I honestly don’t think these two problems are related. It sounds like you have two completely different problems. As lots of others have stated, pfSense and UniFi are rock solid. I’ve lost count on how many of those installs I’ve done ranging from 5 Wireless Devices connected to 500. If everything is configured correctly, it works and is rock solid.

So I’m inclined to think you have configured something incorrectly in pfSense (or UniFi). You may also have hardware out there still holding onto something from the EdgeRouter.

1. What managed switches are you using?
2. Are you using Managed switches? They could have something to do with your issue.
3. Do you have a rouge DHCP Server out there?
4. How is your WAN configured with your ISPs gateway (modem). Is it bridged or set to pass-thru?
5. Do you have "fast roaming" turned on in the UniFi Controller?
6. Is this a Windows AD environment?

Good News

This can be fixed. The hardest part is isolating where the problems really are. How do you do that? Use the KISS method (Keep it Simple Stupid). Here is what I would start with:

• Get rid of pfBlockerNG. Heck, I’d even do a fresh install of pfSense and configure everything from scratch. Or, edit a backup XML config file and get rid of anything pertaining to the pfBlockerNG package.

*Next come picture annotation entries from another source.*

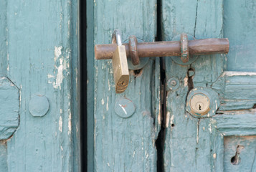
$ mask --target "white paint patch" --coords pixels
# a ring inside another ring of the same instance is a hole
[[[66,70],[66,67],[63,65],[63,59],[60,59],[60,66],[57,67],[57,74],[56,76],[56,81],[53,82],[53,87],[61,89],[61,84],[62,83],[64,76],[63,76],[63,70]]]
[[[7,62],[8,62],[8,64],[7,64],[6,70],[7,70],[7,71],[9,71],[9,70],[10,70],[10,67],[9,67],[9,53],[7,53]]]
[[[188,85],[188,76],[186,76],[186,77],[183,80],[184,81],[184,87],[186,87]]]
[[[210,133],[212,133],[212,125],[211,125],[211,123],[209,124],[209,130],[210,131]]]
[[[107,97],[106,110],[107,110],[107,111],[108,111],[108,96]]]
[[[48,77],[48,78],[54,78],[54,76],[53,76],[53,75],[50,75],[50,74],[48,74],[48,75],[47,75],[47,77]]]
[[[168,111],[166,114],[166,128],[168,128],[168,126],[169,125],[169,121],[170,121],[170,112]]]
[[[71,113],[70,113],[70,110],[68,110],[69,111],[69,114],[68,114],[68,132],[67,134],[70,135],[71,133],[71,127],[72,127],[72,123],[71,123]]]
[[[56,62],[57,59],[60,57],[60,56],[62,54],[62,46],[60,46],[59,47],[54,47],[54,62]]]
[[[159,101],[158,104],[158,108],[159,108],[159,111],[161,110],[161,101]],[[158,125],[161,125],[161,112],[159,112],[158,115],[157,116],[157,122],[158,123]]]
[[[223,76],[229,76],[229,77],[232,77],[232,76],[253,76],[256,75],[256,72],[233,72],[233,71],[226,71],[224,72],[223,74],[222,75],[221,77]]]
[[[123,107],[122,106],[122,105],[120,105],[120,104],[119,104],[118,105],[123,109],[123,112],[125,112],[125,115],[127,115],[127,112],[126,112],[125,108],[123,108]]]
[[[59,130],[62,132],[62,116],[60,117],[59,120]]]
[[[59,67],[55,66],[55,67],[57,70],[56,80],[52,83],[53,87],[56,89],[57,88],[61,89],[61,84],[62,83],[64,79],[63,71],[66,70],[67,66],[69,65],[68,64],[67,64],[65,61],[64,61],[63,59],[60,58],[60,56],[62,54],[62,46],[60,46],[59,47],[54,47],[54,62],[56,62],[58,59],[60,59]]]

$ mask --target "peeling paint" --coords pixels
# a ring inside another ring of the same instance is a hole
[[[107,110],[107,111],[108,111],[108,96],[107,97],[106,110]]]
[[[70,110],[68,110],[69,114],[68,114],[68,135],[70,135],[71,133],[71,127],[72,127],[72,121],[71,121],[71,113]]]
[[[174,115],[173,115],[174,116]],[[173,117],[171,116],[171,118]],[[168,128],[168,126],[169,125],[169,120],[170,120],[170,112],[167,112],[166,114],[166,128]]]
[[[60,120],[59,120],[59,130],[60,132],[62,132],[62,116],[60,117]]]
[[[54,62],[56,62],[57,59],[62,54],[62,46],[54,47]]]
[[[189,77],[188,77],[188,76],[186,76],[186,77],[184,77],[184,87],[186,87],[188,85],[188,80],[189,80]]]

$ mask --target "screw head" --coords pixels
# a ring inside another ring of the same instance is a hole
[[[172,90],[176,90],[179,86],[179,81],[177,78],[171,77],[167,82],[168,87]]]
[[[175,80],[172,80],[171,81],[170,84],[171,86],[175,86],[177,84],[177,82]]]
[[[115,111],[120,118],[127,118],[133,115],[136,110],[133,102],[125,97],[120,97],[115,102]]]

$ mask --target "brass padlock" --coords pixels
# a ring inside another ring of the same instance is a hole
[[[112,44],[118,44],[112,58],[112,65],[114,72],[115,92],[121,93],[126,90],[128,85],[129,70],[125,47],[122,45],[121,35],[117,29],[112,34]]]

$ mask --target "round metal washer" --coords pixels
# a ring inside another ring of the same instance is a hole
[[[167,86],[171,90],[176,90],[179,87],[179,80],[176,77],[171,77],[167,81]]]

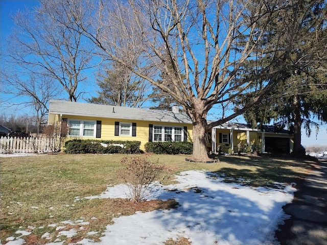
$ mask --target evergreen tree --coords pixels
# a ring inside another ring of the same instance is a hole
[[[294,134],[294,154],[304,153],[301,145],[302,126],[307,135],[310,135],[311,127],[314,126],[317,129],[319,121],[327,121],[327,59],[319,56],[325,50],[326,44],[322,42],[321,45],[313,45],[312,41],[324,40],[323,36],[327,35],[324,15],[326,10],[324,1],[303,1],[301,6],[293,10],[294,14],[281,14],[280,21],[292,23],[290,26],[292,28],[287,35],[297,34],[296,36],[303,37],[293,39],[294,48],[286,57],[288,62],[292,65],[294,60],[298,60],[298,57],[305,58],[299,62],[297,69],[289,72],[281,83],[265,95],[265,100],[259,106],[250,108],[244,114],[246,120],[253,127],[262,129],[264,124],[269,124],[272,120],[277,128],[287,126]],[[266,36],[272,45],[283,44],[283,40],[274,39],[273,35],[274,31],[278,30],[279,24],[276,22]],[[308,33],[310,35],[304,35]],[[301,33],[303,34],[298,35]],[[288,44],[285,46],[287,46]],[[258,53],[260,55],[263,53],[262,51]],[[259,62],[258,60],[250,62],[244,67],[245,74],[246,76],[255,74],[258,65],[269,62],[272,58],[272,56],[263,55]],[[236,104],[244,104],[255,97],[261,89],[261,85],[267,82],[267,79],[269,78],[263,77],[259,80],[258,86],[251,87],[248,94],[239,97]]]

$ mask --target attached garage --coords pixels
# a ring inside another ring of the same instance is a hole
[[[265,136],[265,150],[269,153],[289,153],[290,138]]]

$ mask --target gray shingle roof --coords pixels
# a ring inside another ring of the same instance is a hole
[[[182,113],[55,100],[50,101],[49,115],[50,114],[158,122],[192,123],[190,117]]]

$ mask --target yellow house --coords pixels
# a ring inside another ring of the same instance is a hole
[[[261,153],[290,153],[293,135],[288,130],[265,126],[262,131],[239,123],[226,123],[212,130],[214,153],[244,152],[247,148]]]
[[[79,139],[141,141],[192,141],[192,122],[179,112],[51,100],[48,124],[62,121],[68,136]]]

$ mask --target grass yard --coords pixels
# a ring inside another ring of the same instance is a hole
[[[136,211],[174,208],[176,203],[173,200],[136,204],[121,199],[74,202],[76,197],[98,195],[107,185],[121,183],[116,174],[122,168],[121,160],[126,156],[58,154],[0,158],[2,244],[5,244],[9,237],[18,236],[15,232],[18,229],[32,231],[25,238],[28,245],[54,241],[60,230],[49,225],[81,218],[89,224],[64,244],[84,237],[97,240],[113,217],[130,215]],[[205,164],[186,162],[185,157],[150,156],[154,161],[159,159],[159,163],[166,166],[165,174],[170,178],[165,184],[180,172],[205,169],[221,174],[226,181],[272,186],[275,182],[298,182],[310,165],[315,163],[310,159],[222,156],[220,163]],[[67,226],[65,229],[72,228]],[[100,232],[87,234],[90,231]],[[50,233],[51,239],[41,237],[45,232]]]

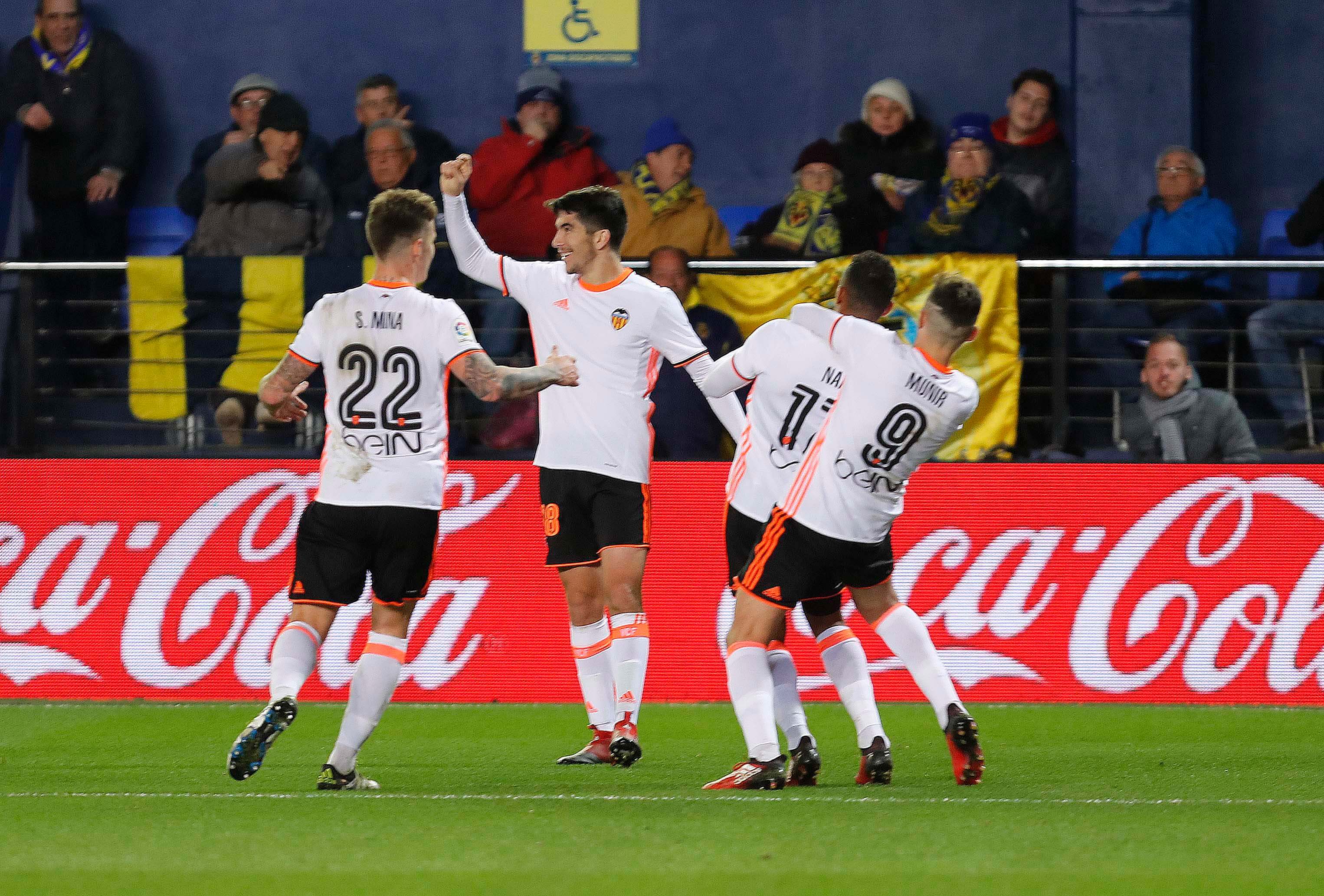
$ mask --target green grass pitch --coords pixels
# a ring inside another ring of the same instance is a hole
[[[896,774],[853,784],[809,707],[817,789],[704,793],[740,758],[724,704],[646,705],[633,769],[559,768],[579,707],[392,705],[316,793],[340,707],[303,704],[254,778],[236,704],[0,704],[3,893],[1321,893],[1324,712],[972,705],[957,787],[927,705],[883,705]]]

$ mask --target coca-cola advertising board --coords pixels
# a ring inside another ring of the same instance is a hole
[[[653,466],[651,700],[726,699],[718,463]],[[1324,704],[1324,467],[927,465],[894,584],[970,700]],[[0,697],[261,700],[318,470],[0,461]],[[579,700],[538,471],[457,462],[399,700]],[[303,695],[344,699],[368,601]],[[920,699],[846,606],[882,700]],[[806,699],[834,699],[804,618]]]

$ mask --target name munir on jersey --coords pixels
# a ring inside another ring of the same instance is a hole
[[[408,283],[369,281],[323,296],[290,351],[326,376],[318,500],[440,510],[448,372],[482,351],[465,312]]]

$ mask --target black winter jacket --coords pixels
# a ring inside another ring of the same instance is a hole
[[[29,38],[15,44],[0,86],[0,116],[15,120],[29,103],[41,103],[54,119],[45,131],[24,130],[33,201],[82,199],[87,180],[103,167],[118,168],[130,181],[142,168],[147,115],[132,56],[114,32],[94,29],[87,61],[69,77],[44,71]]]

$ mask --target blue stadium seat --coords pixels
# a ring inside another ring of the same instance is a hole
[[[727,234],[733,244],[740,229],[763,214],[767,208],[767,205],[723,205],[718,209],[718,217],[727,225]]]
[[[173,205],[128,210],[128,254],[172,255],[193,236],[193,218]]]
[[[1296,209],[1272,209],[1264,214],[1259,228],[1259,254],[1266,258],[1284,255],[1324,257],[1324,246],[1319,242],[1309,246],[1294,246],[1287,241],[1287,218]],[[1319,287],[1317,271],[1268,271],[1268,299],[1295,299],[1315,295]]]

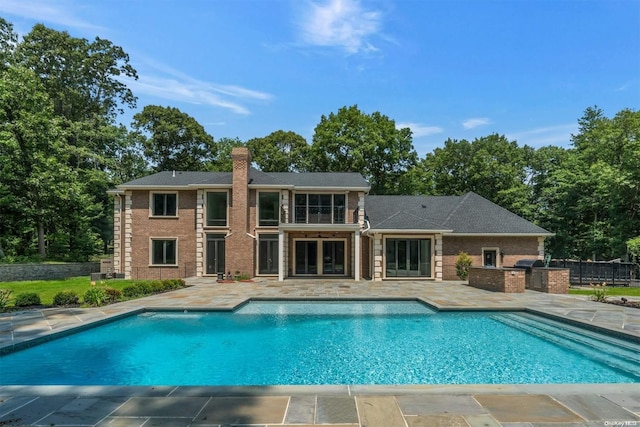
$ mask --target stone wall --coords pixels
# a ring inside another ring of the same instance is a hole
[[[493,292],[523,293],[525,271],[517,268],[471,267],[469,286]]]
[[[99,262],[0,265],[0,282],[66,279],[68,277],[89,276],[91,273],[99,271]]]
[[[568,294],[569,269],[534,268],[527,274],[526,288],[549,294]]]

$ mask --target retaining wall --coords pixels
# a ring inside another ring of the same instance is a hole
[[[99,262],[71,262],[65,264],[9,264],[0,265],[0,282],[20,280],[66,279],[89,276],[100,271]]]

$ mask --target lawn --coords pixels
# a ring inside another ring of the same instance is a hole
[[[108,286],[122,290],[123,288],[130,286],[133,280],[104,280],[99,282],[96,286]],[[137,282],[140,282],[139,280]],[[91,288],[91,279],[89,277],[70,277],[62,280],[30,280],[24,282],[0,282],[0,289],[9,289],[11,291],[11,302],[9,306],[13,305],[13,300],[16,295],[21,293],[33,292],[40,295],[40,300],[43,305],[52,305],[53,297],[61,291],[75,291],[82,300],[83,295],[87,290]]]
[[[640,288],[628,288],[622,286],[617,286],[614,288],[612,286],[606,286],[604,289],[607,296],[640,297]],[[593,289],[569,289],[569,293],[572,295],[593,295]]]

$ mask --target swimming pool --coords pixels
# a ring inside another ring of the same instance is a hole
[[[640,382],[640,345],[524,313],[416,302],[145,312],[0,357],[0,384]]]

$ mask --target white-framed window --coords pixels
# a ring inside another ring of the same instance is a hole
[[[276,226],[280,223],[280,193],[260,191],[258,193],[258,225]]]
[[[500,248],[482,248],[482,265],[500,267]]]
[[[346,194],[296,193],[295,221],[298,224],[344,224]]]
[[[149,243],[151,265],[177,265],[178,239],[175,237],[152,237]]]
[[[178,216],[178,193],[162,192],[149,194],[149,211],[151,216],[177,217]]]
[[[228,191],[207,191],[207,227],[226,227],[229,210]]]

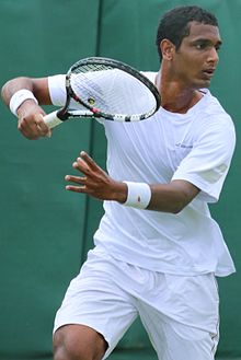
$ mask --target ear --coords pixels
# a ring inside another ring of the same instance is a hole
[[[162,58],[165,60],[172,60],[173,55],[175,53],[175,45],[172,44],[169,39],[164,38],[160,44]]]

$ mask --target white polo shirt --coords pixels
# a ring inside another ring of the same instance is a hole
[[[146,72],[153,81],[156,73]],[[65,103],[65,77],[49,78],[53,104]],[[139,123],[103,120],[107,171],[118,181],[169,183],[185,179],[200,189],[180,213],[172,214],[104,201],[94,244],[113,257],[147,269],[176,275],[215,272],[234,266],[208,202],[218,200],[234,150],[230,116],[205,90],[186,114],[162,107]]]

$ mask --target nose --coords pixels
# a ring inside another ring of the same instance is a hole
[[[216,49],[215,46],[213,46],[208,53],[208,59],[207,59],[207,62],[211,62],[211,63],[218,63],[218,60],[219,60],[219,56],[218,56],[218,51]]]

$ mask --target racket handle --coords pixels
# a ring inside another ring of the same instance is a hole
[[[57,111],[44,116],[45,124],[50,128],[55,128],[59,124],[62,124],[62,120],[58,118]]]

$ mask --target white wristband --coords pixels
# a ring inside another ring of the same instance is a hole
[[[27,89],[21,89],[12,95],[10,103],[9,103],[9,108],[13,115],[18,116],[18,114],[16,114],[18,108],[27,98],[32,98],[33,101],[35,101],[36,104],[38,104],[34,94]]]
[[[146,183],[124,182],[128,187],[126,202],[123,205],[137,209],[146,209],[151,199],[150,186]]]

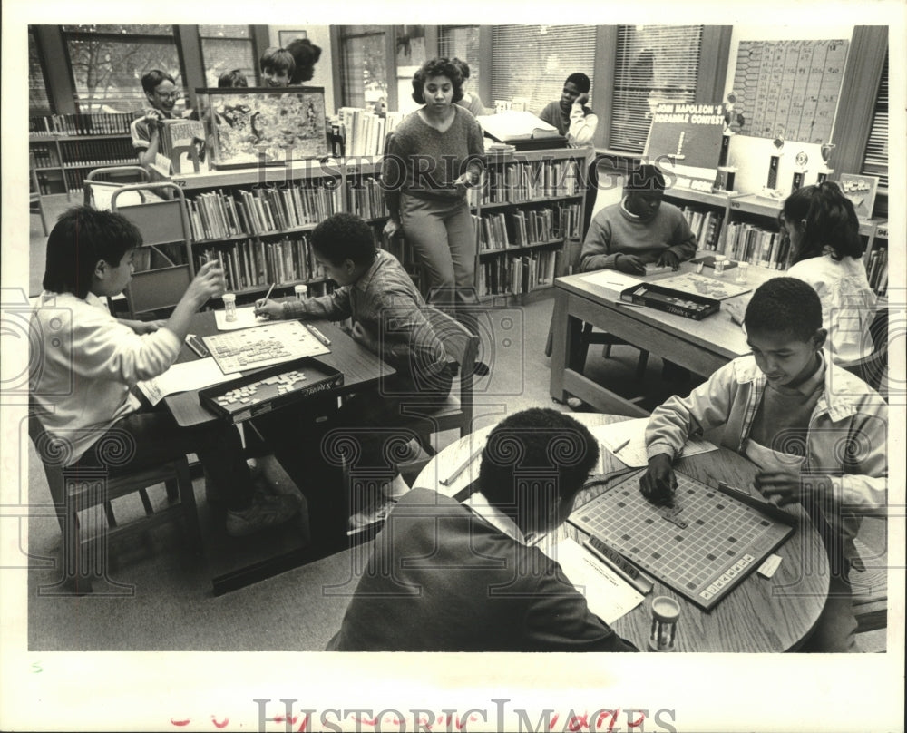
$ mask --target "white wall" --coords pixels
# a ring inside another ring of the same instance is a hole
[[[279,44],[280,31],[305,31],[308,40],[321,47],[321,57],[315,64],[315,76],[307,84],[325,88],[325,112],[328,116],[334,114],[337,108],[334,102],[330,27],[327,25],[268,25],[268,31],[272,46]]]

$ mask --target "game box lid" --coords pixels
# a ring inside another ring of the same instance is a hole
[[[199,401],[219,417],[237,424],[342,386],[343,383],[343,372],[307,357],[202,389]]]
[[[620,299],[693,320],[702,320],[707,316],[717,313],[721,308],[721,301],[714,298],[672,290],[670,288],[648,282],[624,290],[620,293]]]

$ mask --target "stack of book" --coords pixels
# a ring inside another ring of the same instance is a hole
[[[195,241],[314,226],[340,210],[339,187],[300,181],[281,188],[200,193],[188,201]]]
[[[28,120],[32,135],[128,135],[132,112],[45,114]]]
[[[346,156],[362,158],[384,154],[385,138],[400,123],[404,113],[388,112],[382,116],[361,107],[341,107],[337,116]]]
[[[234,292],[325,278],[305,234],[272,242],[247,239],[209,249],[200,256],[196,267],[210,259],[219,262],[227,289]]]

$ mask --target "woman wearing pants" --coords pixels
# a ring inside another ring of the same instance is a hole
[[[385,233],[401,230],[429,278],[429,300],[475,331],[467,306],[475,298],[475,232],[466,191],[484,167],[482,129],[454,103],[463,76],[446,58],[426,62],[413,77],[407,115],[387,141],[383,179],[390,219]]]

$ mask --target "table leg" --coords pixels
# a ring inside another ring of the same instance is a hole
[[[559,402],[564,402],[568,397],[564,391],[564,371],[576,367],[582,330],[582,321],[572,318],[568,312],[569,298],[566,292],[555,288],[554,311],[551,314],[551,380],[549,391]]]

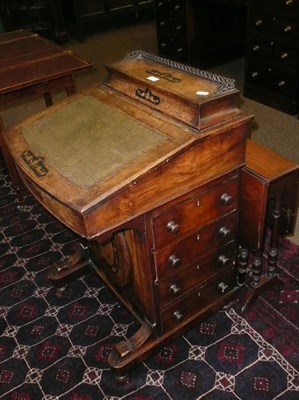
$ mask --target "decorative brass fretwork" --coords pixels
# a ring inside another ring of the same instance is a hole
[[[200,78],[208,79],[214,83],[218,83],[219,87],[215,91],[215,93],[213,93],[213,96],[218,96],[220,94],[227,93],[232,90],[236,90],[234,79],[225,78],[221,75],[213,74],[212,72],[203,71],[201,69],[191,67],[189,65],[185,65],[185,64],[179,63],[177,61],[159,57],[154,54],[147,53],[143,50],[132,51],[131,53],[128,53],[125,58],[126,59],[134,59],[134,58],[135,59],[136,58],[147,59],[150,61],[160,63],[162,65],[166,65],[171,68],[175,68],[175,69],[183,71],[183,72],[188,72],[188,73],[196,75]]]

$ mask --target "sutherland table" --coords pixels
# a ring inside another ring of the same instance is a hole
[[[65,88],[68,96],[75,93],[74,73],[91,66],[88,61],[37,34],[27,31],[1,34],[0,106],[43,95],[48,107],[52,105],[52,90]],[[18,176],[3,142],[2,130],[0,118],[0,146],[17,189]]]
[[[140,323],[109,356],[119,377],[236,293],[237,104],[232,80],[137,51],[6,132],[28,189],[84,239],[53,282],[89,265]]]

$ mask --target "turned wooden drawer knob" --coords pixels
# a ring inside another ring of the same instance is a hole
[[[218,285],[218,290],[219,290],[221,293],[225,293],[225,292],[227,291],[227,289],[228,289],[228,285],[227,285],[226,283],[224,283],[224,282],[220,282],[220,283],[219,283],[219,285]]]
[[[183,318],[183,314],[180,311],[175,311],[173,316],[177,321],[180,321]]]
[[[180,293],[180,291],[181,291],[181,289],[175,284],[175,283],[173,283],[172,285],[170,285],[170,287],[169,287],[169,291],[172,293],[172,294],[179,294]]]
[[[173,233],[174,235],[176,233],[179,233],[180,231],[180,225],[176,224],[174,221],[169,221],[166,225],[166,228],[169,232]]]
[[[181,260],[175,254],[172,254],[168,258],[168,262],[172,267],[179,267],[181,265]]]
[[[224,254],[221,254],[221,256],[218,258],[218,262],[222,267],[226,267],[229,264],[229,258]]]
[[[232,196],[230,196],[228,193],[223,193],[223,195],[220,197],[220,200],[226,206],[229,206],[233,202]]]
[[[230,234],[231,234],[231,230],[228,229],[226,226],[222,226],[222,227],[219,229],[219,235],[222,236],[222,237],[224,237],[224,238],[229,237]]]

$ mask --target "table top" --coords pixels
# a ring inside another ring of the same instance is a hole
[[[0,95],[89,67],[87,60],[35,33],[0,35]]]

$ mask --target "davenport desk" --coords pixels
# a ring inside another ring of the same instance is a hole
[[[49,40],[27,31],[0,35],[0,106],[26,97],[43,95],[46,106],[52,105],[51,91],[66,89],[75,93],[74,74],[92,64]],[[18,189],[18,176],[2,140],[0,118],[0,146],[7,166]]]
[[[89,266],[140,323],[109,356],[119,378],[236,293],[237,103],[232,80],[137,51],[7,132],[28,189],[86,243],[53,281]]]

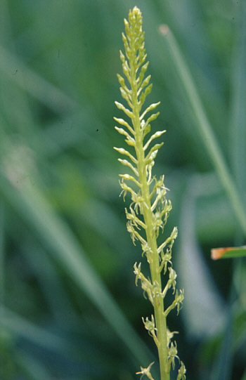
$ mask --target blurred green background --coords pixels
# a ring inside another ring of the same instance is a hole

However, since you’re new to pfSense I’d start from a fresh install and do everything from scratch. pfBlockerNG when uninstalled from pfSense can still leave things behind that you can’t see in the GUI. A lot of pfSense packages do this, not just pfBlockerNG. Start FRESH! pfBlockerNG is heavily integrated to DNS and I sense this could be your DNS issue.

• Get DNS working FIRST! I know the wireless issue is pressing but if you’ve got DNS problems things are only going to get worse from there.

• Set up another UniFi controller from Scratch, hard reset one or a few of the APs and adopt them to that controller. You can have two controllers running in the same environment. Resetting APs and starting from scratch would be one way to isolate things.

• If there is any way you can put in a small unmanaged switch from pfSense’s LAN port before going into any other switch that would be great. You could then hook up devices to that unmanaged switch like a couple wired computers and those APs you reset and see if DNS is flowing correctly between those devices. (Obviously you'll need to power those WAPs with a POE injector.) Some may say the unmanaged switch won’t pass VLANs. Some unmanaged switches like TP-Link unmanaged switches WILL pass the VLANs. Others won’t. I typically stick with TP-Link switches because I can use VLANs especially with UniFi APs. Devices on the VLANs will be able to communicate with devices on the LAN but you can traffic shape if needed.

Hang in there wmheah586. Yes, this job is hard. But it can be lots of fun too….especially when you fix a problem like you’re having.